When she was drinking, she was wont to talk to herself inside her tent, like she was keeping up two sides of an argument. She liked wine a whole lot, and drunk it whenever it was put in front of her, but it didn’t seem to make her happy. And if it fretted her to be with people when she was sober, she just plain couldn’t bear them when she was in her cups.

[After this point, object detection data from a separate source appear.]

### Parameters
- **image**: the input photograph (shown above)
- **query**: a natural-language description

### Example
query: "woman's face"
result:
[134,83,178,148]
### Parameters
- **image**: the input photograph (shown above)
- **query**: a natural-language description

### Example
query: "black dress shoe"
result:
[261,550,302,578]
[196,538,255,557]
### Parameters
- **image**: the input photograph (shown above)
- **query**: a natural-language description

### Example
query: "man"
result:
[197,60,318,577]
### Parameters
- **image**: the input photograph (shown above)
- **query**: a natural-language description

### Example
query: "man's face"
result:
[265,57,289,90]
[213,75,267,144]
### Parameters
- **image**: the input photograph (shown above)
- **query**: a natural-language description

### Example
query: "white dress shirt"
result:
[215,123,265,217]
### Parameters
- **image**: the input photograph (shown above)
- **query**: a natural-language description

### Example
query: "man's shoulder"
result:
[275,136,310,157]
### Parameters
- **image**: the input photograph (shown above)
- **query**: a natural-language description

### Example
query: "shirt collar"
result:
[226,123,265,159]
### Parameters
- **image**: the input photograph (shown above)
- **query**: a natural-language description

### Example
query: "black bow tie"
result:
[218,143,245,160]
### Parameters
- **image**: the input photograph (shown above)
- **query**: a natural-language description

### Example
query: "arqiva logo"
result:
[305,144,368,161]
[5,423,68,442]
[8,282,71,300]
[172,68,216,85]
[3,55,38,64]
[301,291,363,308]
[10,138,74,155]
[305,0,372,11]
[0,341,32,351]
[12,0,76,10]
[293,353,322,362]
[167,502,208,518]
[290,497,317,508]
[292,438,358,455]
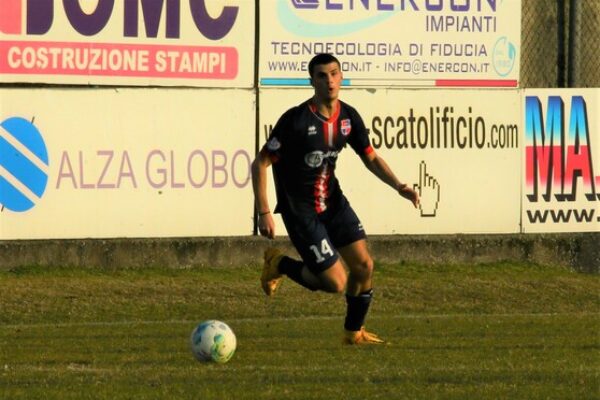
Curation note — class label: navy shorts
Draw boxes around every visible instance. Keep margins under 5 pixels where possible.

It was no secret that Catrin Vennastin misliked Ursala, very strong. Nobody knowed why exactly, but it almost seemed to me like there didn’t need to be a reason. They was just opposites, not in anything they said and done but in who and what they was. Catrin was strong and fixed. Ursala was strong and wandering. I don’t know how to say it better than that.

And anyway, long and short of it, it didn’t matter. Ursala was needed, lots of ways. Mostly she was needed to doctor. Shirew Makewell did well enough for the hurts of the everyday. She could bind or burn a wound, dig out a choker seed, set a limb, put a poultice on a scald. But Ursala could see the places inside you that was hurting, and she could go inside you to make them right again. She done this with a machine that was inside the drudge, that she called a dagnostic.

I’ll tell you a story to show how that worked. When Athen was eight she had terrible pains in her stomach, bad enough to make her scream if you even touched her there. She had had the pains before, and they had gone away in their own course. This time, they didn’t go away but got worse, and Athen sickened. She was burning up from the inside, though our mother sponged her with cold water every few minutes. Her breath come less and less until you couldn’t hardly see her chest move. Jemiu thought she would die. She didn’t say it, but I seen in her face that she thought it. No tears, just the hard set of facing into a grief that hasn’t quite come yet.